Example of nested closed balls with empty intersection?
Can anybody give an example of a complete metric space and a sequence of nested closed balls, which has empty intersection. (Exercise from Kolmogorov, Fomin: Elements of the Theory of Functions and Functional Analysis)
What is the answer to a similar question, where just the complete metric space is changed by the complete normed space?
Solution 1:
Let's ignore the ball condition at first, and just look for a complete metric space and a nested sequence of nonempty closed sets with empty intersection. This is clearly impossible for a finite metric space, so let's try the simplest possible infinite metric space: a countable set, which might as well be $\mathbb{N}$, with the discrete metric $d(m,n)=1 \Leftrightarrow m \neq n$. Every set in this space is closed, so it's easy to find the sequence we want: for example, we can take $A_n$ to be $\{ n, n+1, n+2, \ldots\}$.

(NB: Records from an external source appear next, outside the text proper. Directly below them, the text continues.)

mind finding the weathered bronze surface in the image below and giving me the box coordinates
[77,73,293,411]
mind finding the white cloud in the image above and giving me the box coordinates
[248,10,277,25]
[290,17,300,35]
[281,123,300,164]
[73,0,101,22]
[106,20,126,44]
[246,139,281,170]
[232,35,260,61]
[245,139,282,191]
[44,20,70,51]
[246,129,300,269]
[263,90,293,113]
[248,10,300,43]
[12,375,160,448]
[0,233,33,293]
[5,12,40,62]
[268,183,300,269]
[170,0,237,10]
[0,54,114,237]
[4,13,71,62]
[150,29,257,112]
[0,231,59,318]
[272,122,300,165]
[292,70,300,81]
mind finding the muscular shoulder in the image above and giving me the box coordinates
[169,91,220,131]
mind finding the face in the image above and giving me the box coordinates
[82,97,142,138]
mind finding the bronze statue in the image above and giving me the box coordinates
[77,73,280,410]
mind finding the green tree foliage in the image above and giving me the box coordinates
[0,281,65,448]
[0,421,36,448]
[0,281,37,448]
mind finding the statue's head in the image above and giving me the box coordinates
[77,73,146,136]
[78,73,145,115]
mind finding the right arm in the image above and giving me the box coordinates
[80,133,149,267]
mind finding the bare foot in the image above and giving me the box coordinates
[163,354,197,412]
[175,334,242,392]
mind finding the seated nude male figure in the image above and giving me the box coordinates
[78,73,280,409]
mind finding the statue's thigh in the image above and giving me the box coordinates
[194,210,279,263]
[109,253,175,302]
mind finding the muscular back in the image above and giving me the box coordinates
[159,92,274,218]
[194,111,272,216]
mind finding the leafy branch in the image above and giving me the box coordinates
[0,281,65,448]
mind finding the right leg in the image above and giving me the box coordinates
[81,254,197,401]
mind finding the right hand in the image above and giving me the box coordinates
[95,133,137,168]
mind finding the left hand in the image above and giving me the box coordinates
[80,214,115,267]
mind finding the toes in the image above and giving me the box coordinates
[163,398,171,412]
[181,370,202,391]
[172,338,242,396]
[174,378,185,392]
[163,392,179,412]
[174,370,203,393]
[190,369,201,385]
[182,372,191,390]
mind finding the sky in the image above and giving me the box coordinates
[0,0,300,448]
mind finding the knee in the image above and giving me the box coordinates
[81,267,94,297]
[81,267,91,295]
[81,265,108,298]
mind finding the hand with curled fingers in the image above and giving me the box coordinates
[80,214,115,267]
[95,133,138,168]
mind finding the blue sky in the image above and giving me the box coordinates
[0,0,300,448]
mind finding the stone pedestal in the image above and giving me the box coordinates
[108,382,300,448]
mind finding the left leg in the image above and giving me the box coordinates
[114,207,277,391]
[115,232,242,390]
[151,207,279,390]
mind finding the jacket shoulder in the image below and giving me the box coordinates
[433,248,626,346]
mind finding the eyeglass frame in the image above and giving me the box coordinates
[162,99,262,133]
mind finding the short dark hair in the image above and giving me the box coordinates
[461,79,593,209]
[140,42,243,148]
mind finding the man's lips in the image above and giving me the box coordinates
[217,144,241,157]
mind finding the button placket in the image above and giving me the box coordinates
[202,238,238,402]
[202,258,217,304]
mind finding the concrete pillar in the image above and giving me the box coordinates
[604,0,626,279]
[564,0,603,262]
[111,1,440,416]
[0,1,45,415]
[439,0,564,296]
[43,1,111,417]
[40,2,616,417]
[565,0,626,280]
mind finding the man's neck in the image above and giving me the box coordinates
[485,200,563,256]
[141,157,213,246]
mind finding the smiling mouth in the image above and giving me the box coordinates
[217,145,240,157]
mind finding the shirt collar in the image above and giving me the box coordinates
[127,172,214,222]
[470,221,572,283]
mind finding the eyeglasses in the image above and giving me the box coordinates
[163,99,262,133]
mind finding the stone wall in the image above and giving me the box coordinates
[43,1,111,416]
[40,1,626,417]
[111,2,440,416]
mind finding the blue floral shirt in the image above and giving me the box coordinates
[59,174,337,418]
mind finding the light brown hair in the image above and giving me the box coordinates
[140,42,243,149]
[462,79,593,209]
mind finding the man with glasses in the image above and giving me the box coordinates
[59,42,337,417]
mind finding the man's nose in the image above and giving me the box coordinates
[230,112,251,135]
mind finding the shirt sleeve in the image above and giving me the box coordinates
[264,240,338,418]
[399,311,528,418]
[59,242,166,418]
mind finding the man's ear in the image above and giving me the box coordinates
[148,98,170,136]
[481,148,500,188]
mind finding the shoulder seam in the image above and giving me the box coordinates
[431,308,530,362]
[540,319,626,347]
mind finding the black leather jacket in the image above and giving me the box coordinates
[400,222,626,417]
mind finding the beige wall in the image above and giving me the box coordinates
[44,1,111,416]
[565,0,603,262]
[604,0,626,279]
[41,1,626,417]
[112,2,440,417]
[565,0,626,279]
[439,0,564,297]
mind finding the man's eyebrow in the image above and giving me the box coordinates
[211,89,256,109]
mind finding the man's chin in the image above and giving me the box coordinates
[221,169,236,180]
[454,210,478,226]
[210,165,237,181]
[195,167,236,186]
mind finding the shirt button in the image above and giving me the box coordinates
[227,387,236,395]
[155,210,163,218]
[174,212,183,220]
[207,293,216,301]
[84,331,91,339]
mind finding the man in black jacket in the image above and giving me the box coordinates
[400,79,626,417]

This is all very well, but of course these sets aren't actually closed balls yet. This doesn't mean we should give up on our example, though. Rather, we try to tweak the metric to make each $A_n$ into a closed ball. We also need our metric to stay complete, and the simplest way to ensure this is to keep the condition that all nonzero distances are $\ge 1$.
A ball is defined by two things: a centre and a radius. The simplest choice for centre is to have $A_n$ centred at $n$. The radii will have to be decreasing (since we want $n+1 \in A_n$ but not $n \in A_{n+1}$) as well as being at least $1$, so let's try to make the radius of $A_n$ be $1+\frac1n$.
So for $m<n$, we want $d(m,n)\le 1+\frac1m$ (so that $n$ is in $A_m$) but $d(m,n)>1+\frac1n$ (so that $m$ is not in $A_n$). The simplest way to do this is to just let $d(m,n)=1+\frac1m$.
All the above is just a way of motivating the following example: let $X$ be the space $\mathbb N$ with metric $d(m,n)=1+\frac{1}{\min (m,n)}$ for $m \neq n$. It's not hard to check that this is indeed a complete metric space, and the closed ball with centre $n$ and radius $1+\frac1n$ is $\{n, n+1, n+2, \ldots\}$.